Se um corrupto desejar minimizar os efeitos do acompanhamento da imprensa de suas falcatruas, uma vez que elas tenham sido denunciadas ou descobertas, deve tentar levar as investigações sobre o crime para Estados periféricos do Brasil. Quanto mais distante dos grandes centros, menor a cobertura dos jornais de alcance nacional. É o que revela uma análise mais detida do noticiário sobre os episódios de corrupção no País, iniciada na última edição deste Observatório.
Nesta semana, comparamos a cobertura de dois jornais de Estados diferentes — a Folha de S. Paulo e O Globo. A primeira constatação possível a partir da análise comparativa é justamente o peso que o regionalismo tem na cobertura. Como seria de se esperar, o jornal carioca cobre melhor e mais extensivamente os casos de corrupção que grassaram nas terras fluminenses. Na semana passada (entre os dias 20 e 28/6), de acordo com o banco de dados organizado pela Transparência Brasil sobre matérias, artigos e editoriais relacionados à corrupção, o Globo publicou 59 textos sobre o assunto. No mesmo período, foram 53 matérias na Folha.
No diário carioca, o caso da Máfica do Propinoduto — nesta semana vários envolvidos foram soltos por decisão judicial — ganhou destaque muito superior ao concedido pelo jornal produzido a partir da Barão de Limeira. Como se sabe, o esquema das propinas, supostamente comandado por um ex-subsecretário de Administração Tributária do governo do Estado durante a gestão Garotinho, é genuinamente carioca. Rodrigo Silveirinha, o protagonista, pôde sair da cadeia após um ano e dois meses e, naturalmente, essa notícia teve impacto muito maior para os cariocas do que em São Paulo. No Globo, foram 7 matérias ou artigos sobre o caso, ao passo que a Folha publicou uma única reportagem e uma carta de leitor.
Silveirinha, porém, já não é mais um personagem de alcance regional: a Folha poderia ter investido mais no caso, até pelas implicações que traz para o hoje secretário de Segurança Pública do rio, Anthony Garotinho (PMDB), que também vem sendo apontado desde já como presidenciável em 2006.
Outro caso em que a cobertura do Globo vem sendo mais extensiva do que a da Folha é o do ex-assessor da Casa Civil da Presidência da República, Waldomiro Diniz. O jornal paulistano está acompanhando as investigações com reportagens menores do que as do seu concorrente carioca, talvez porque Waldomiro seja o centro de uma CPI instalada na Assembléia Legislativa do Estado do Rio. Assim, o Globo vem abrindo mais espaço e publicando reportagens mais alentadas do que as da Folha sobre o caso.

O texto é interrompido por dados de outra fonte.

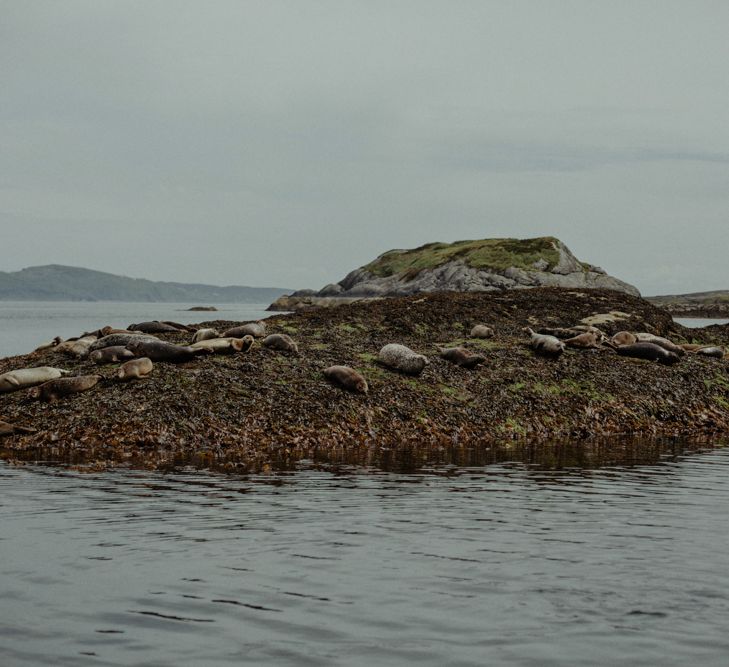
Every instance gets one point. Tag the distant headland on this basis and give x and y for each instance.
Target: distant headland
(69, 283)
(486, 265)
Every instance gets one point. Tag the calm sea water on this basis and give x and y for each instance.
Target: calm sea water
(507, 564)
(26, 324)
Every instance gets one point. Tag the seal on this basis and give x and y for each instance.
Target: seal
(461, 356)
(80, 347)
(45, 346)
(55, 389)
(255, 329)
(547, 346)
(154, 327)
(663, 342)
(158, 350)
(205, 334)
(120, 339)
(711, 351)
(649, 351)
(281, 342)
(584, 341)
(346, 378)
(401, 358)
(623, 338)
(135, 369)
(6, 428)
(110, 355)
(481, 331)
(225, 345)
(29, 377)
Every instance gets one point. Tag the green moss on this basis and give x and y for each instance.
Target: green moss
(498, 254)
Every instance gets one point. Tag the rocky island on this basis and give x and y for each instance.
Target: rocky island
(488, 265)
(260, 407)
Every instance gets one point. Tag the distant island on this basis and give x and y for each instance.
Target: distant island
(486, 265)
(69, 283)
(698, 304)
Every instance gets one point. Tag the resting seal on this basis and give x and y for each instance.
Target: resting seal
(55, 389)
(80, 347)
(204, 334)
(119, 339)
(225, 345)
(111, 355)
(711, 351)
(255, 329)
(649, 351)
(663, 342)
(135, 369)
(584, 341)
(28, 377)
(461, 356)
(155, 327)
(281, 342)
(547, 346)
(346, 378)
(158, 350)
(401, 358)
(481, 331)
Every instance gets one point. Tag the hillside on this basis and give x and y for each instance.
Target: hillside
(68, 283)
(487, 265)
(697, 304)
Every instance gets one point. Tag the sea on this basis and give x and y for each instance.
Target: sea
(566, 554)
(26, 324)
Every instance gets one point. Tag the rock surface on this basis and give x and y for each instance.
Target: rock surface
(466, 266)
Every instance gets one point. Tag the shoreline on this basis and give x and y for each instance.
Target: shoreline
(251, 410)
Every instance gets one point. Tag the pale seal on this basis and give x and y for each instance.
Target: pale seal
(282, 342)
(120, 339)
(585, 341)
(481, 331)
(548, 346)
(461, 356)
(28, 377)
(111, 355)
(205, 334)
(346, 378)
(135, 369)
(158, 350)
(154, 327)
(401, 358)
(55, 389)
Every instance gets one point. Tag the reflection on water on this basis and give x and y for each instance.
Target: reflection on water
(543, 561)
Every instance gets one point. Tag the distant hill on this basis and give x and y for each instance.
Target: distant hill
(697, 304)
(484, 265)
(69, 283)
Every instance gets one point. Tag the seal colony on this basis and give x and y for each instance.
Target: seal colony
(324, 385)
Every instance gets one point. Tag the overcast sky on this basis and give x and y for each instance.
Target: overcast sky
(285, 143)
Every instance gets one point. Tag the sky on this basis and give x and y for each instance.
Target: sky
(284, 143)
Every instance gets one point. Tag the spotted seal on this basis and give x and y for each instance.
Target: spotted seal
(22, 378)
(401, 358)
(55, 389)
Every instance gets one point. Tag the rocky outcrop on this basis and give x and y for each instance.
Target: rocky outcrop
(466, 266)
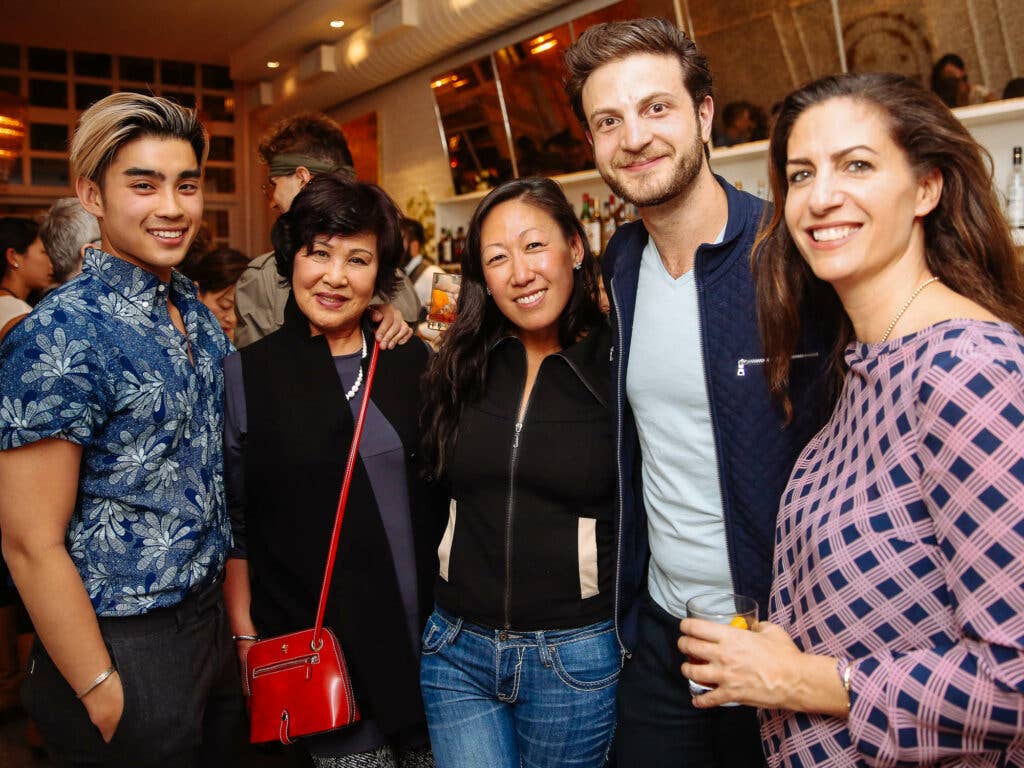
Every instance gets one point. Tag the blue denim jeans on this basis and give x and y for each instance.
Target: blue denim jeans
(536, 699)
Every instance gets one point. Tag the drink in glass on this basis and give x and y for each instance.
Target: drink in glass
(722, 607)
(443, 299)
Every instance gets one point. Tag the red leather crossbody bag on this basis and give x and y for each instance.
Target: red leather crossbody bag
(298, 684)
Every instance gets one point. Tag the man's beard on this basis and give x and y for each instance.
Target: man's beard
(686, 169)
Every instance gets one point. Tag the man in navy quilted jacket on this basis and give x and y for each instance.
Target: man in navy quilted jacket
(704, 453)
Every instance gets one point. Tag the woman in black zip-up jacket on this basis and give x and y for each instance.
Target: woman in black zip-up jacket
(520, 657)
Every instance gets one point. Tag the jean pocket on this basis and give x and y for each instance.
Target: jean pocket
(591, 663)
(436, 634)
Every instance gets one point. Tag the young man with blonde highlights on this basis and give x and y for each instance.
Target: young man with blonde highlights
(111, 418)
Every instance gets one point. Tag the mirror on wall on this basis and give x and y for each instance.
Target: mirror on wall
(623, 10)
(546, 137)
(470, 112)
(360, 133)
(759, 50)
(967, 52)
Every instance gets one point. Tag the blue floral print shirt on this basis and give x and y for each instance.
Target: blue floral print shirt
(99, 364)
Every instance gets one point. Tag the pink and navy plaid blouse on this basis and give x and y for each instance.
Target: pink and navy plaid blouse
(900, 545)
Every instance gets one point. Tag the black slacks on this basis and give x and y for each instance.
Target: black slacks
(183, 704)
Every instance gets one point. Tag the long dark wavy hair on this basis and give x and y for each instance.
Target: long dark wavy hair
(967, 240)
(458, 372)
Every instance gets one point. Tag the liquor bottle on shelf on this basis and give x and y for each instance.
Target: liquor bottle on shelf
(444, 247)
(591, 224)
(460, 244)
(1015, 199)
(607, 221)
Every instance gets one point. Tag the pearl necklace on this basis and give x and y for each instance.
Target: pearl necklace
(903, 308)
(358, 379)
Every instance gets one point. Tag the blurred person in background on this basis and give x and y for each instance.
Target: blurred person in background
(521, 657)
(896, 633)
(215, 274)
(420, 270)
(111, 430)
(291, 401)
(67, 230)
(295, 151)
(25, 269)
(738, 124)
(950, 83)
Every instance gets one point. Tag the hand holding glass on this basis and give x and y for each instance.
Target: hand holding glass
(721, 607)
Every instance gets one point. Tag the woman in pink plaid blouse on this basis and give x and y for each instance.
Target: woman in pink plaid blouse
(896, 631)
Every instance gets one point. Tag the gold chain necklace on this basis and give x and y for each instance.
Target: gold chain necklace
(903, 308)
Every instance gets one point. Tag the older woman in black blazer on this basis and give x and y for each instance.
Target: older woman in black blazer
(291, 399)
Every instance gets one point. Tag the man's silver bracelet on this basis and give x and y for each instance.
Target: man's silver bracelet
(99, 678)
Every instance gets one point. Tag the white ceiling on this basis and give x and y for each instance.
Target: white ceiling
(242, 33)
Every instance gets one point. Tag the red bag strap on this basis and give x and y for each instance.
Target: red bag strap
(353, 453)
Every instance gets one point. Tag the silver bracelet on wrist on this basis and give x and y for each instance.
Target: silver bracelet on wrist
(845, 669)
(95, 683)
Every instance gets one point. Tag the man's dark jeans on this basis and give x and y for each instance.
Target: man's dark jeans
(658, 726)
(183, 704)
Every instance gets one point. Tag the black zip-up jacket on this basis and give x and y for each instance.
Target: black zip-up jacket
(529, 543)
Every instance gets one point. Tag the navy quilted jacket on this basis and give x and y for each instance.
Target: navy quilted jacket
(755, 450)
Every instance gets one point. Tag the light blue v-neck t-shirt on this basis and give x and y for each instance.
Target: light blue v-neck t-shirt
(667, 388)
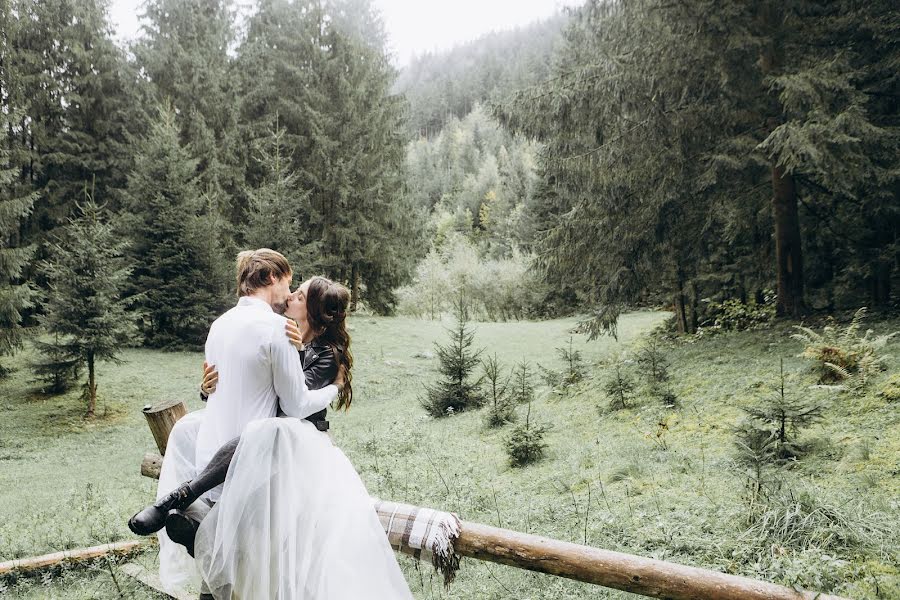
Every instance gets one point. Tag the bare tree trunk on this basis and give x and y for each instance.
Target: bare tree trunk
(680, 313)
(788, 251)
(92, 386)
(354, 287)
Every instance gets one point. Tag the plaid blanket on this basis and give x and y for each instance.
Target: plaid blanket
(428, 533)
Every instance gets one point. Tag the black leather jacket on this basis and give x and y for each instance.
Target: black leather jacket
(320, 368)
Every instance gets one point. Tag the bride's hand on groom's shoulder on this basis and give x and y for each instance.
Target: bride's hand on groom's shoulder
(210, 379)
(293, 333)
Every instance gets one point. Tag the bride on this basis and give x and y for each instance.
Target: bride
(293, 519)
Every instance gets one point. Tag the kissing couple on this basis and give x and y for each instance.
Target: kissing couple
(253, 496)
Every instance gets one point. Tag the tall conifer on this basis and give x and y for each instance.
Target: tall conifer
(87, 272)
(174, 272)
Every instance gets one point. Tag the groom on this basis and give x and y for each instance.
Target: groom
(259, 371)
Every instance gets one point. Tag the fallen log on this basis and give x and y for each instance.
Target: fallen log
(626, 572)
(80, 555)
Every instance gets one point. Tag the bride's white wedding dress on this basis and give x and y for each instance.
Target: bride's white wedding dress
(294, 522)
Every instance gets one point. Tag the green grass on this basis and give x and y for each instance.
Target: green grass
(616, 480)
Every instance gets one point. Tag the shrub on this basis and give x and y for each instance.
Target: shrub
(734, 315)
(842, 353)
(526, 444)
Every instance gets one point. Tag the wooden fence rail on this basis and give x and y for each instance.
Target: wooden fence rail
(626, 572)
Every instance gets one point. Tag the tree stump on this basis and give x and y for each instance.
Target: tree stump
(161, 418)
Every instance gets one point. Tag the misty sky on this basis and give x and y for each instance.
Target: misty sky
(413, 26)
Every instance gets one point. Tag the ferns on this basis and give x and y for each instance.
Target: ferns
(842, 354)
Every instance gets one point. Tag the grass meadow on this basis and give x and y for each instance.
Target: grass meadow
(647, 480)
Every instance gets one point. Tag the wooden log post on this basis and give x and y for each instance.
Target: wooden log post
(635, 574)
(161, 418)
(81, 555)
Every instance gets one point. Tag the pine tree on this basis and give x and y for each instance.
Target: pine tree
(714, 174)
(770, 435)
(87, 272)
(174, 273)
(522, 389)
(455, 392)
(322, 68)
(77, 100)
(619, 388)
(278, 210)
(184, 53)
(15, 294)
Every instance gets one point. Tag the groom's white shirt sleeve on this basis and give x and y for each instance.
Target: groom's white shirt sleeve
(290, 384)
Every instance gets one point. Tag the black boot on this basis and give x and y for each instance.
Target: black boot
(182, 529)
(153, 518)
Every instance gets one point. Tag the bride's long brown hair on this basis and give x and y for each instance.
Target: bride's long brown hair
(327, 303)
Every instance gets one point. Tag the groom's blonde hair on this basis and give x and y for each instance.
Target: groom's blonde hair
(256, 267)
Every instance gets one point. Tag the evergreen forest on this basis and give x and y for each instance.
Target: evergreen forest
(637, 265)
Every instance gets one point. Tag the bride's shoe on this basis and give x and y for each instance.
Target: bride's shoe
(182, 529)
(153, 518)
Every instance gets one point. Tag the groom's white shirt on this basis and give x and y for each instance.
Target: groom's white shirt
(258, 367)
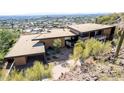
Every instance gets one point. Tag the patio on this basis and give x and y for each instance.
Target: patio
(57, 58)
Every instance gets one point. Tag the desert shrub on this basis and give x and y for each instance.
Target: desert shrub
(37, 72)
(91, 47)
(16, 75)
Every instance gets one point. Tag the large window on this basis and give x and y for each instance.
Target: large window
(92, 34)
(98, 32)
(86, 34)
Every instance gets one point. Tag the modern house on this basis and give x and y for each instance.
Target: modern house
(36, 45)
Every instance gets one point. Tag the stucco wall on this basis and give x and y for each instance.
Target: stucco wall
(107, 32)
(20, 60)
(49, 42)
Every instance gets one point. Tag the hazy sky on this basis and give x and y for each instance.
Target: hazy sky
(21, 7)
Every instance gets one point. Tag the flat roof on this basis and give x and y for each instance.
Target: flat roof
(89, 27)
(25, 46)
(54, 33)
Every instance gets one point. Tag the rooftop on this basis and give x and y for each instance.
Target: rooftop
(88, 27)
(25, 46)
(54, 33)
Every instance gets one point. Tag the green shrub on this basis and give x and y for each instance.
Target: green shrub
(90, 47)
(16, 75)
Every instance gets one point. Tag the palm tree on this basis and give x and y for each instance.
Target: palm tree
(120, 40)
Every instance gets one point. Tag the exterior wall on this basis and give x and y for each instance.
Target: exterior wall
(107, 32)
(49, 42)
(20, 60)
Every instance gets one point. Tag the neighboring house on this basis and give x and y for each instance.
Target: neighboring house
(36, 45)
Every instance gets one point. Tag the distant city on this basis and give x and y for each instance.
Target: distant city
(37, 23)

Na semana passada, porém, pode-se dizer que houve um empate neste caso: os dois jornais deram exatamente duas matérias cada um sobre Waldomiro — uma bastante semelhante em termos de conteúdo e espaço (sobre a acareação entre Diniz e Carlinhos Cachoeira). As outras duas matérias são diferentes: o Globo noticiou o pedido da CPI da Loterj da quebra dos sigilos do ex-assessor; a Folha destacou a rejeição de denúncia contra ele pela Justiça Federal.
Da mesma maneira que o Globo deu melhor os últimos passos de Silveirinha e Waldomiro, a Folha apresentou uma cobertura muito mais ampla sobre as últimas peripécias do ex-prefeito paulistano Paulo Salim Maluf. Em termos de espaço, Maluf obteve quatro vezes mais holofotes no jornal de São Paulo do que no do Rio. O Globo noticiou apenas a quebra de sigilo bancário do ex-prefeito na Inglaterra (embora ele negue ter contas no exterior, o que não deixa de ser um paradoxo). No mesmo período, a Folha trouxe para seus leitores quatro reportagens, uma delas abrindo uma página ímpar do primeiro caderno. Maluf, como se sabe, é candidato a prefeitura paulistana neste ano e está mais uma vez no centro do cenário político da cidade.